Heliyon. 2020 Feb ;6(2):e03330. Epub 2020 Feb 1. PMID: 32025584
Rasha E Mostafa
Objective: Evaluation of traditionally used royal jelly (RJ) for the management of hepato-renal damage and gastrointestinal ulcerations caused by diclofenac.
Methods: Forty adult male Wistar rats were allocated into four groups. Rats of the 1group received only saline and served as normal group. The remaining 3 groups received diclofenac (50 mg/kg/day, I.P.) for 7 days. Group 2 served as diclofenac-control group. Groups 3 and 4 received RJ (150 and 300 mg/kg/day, P.O.) respectively for 30 days. Twenty-four hours after the last treatment, blood samples were collected, rats were sacrificed, and livers, kidneys, stomachs&intestines were harvested. Stomachs and intestines were tested for ulcer counts. Serum levels of AST, ALT, creatinine and urea were investigated. Hepatic, renal, gastric and intestinal tissue contents of myeloperoxidase (MPO) and prostaglandin-E2 (PGE2) were measured. Histopathological examinations were also performed followed by immunohistochemical determination of cyclooxygenase-2 (COX-2) and inducible nitric oxide synthase (iNOS) expression.

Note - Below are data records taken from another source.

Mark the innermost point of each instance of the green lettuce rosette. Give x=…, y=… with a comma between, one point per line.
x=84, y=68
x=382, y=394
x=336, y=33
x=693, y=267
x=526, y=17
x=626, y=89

Results: Diclofenac administration caused significant deterioration of all the above mentioned parameters. RJ improved hepatic and renal functions. Gastric and intestinal ulcer counts were significantly ameliorated. Hepatic, renal, gastric and intestinal tissue PGE-2 contents and COX-2 expression were significantly elevated. RJ also significantly reduced MPO content and iNOS expression as compared to diclofenac-control group. Improvements of the histopathological pictures of hepatic, renal, gastric and intestinal tissues were also apparent.
Conclusion: The study demonstrates promising protective effects of RJ against diclofenac-induced hepato-renal damage and gastrointestinal ulceration in rats.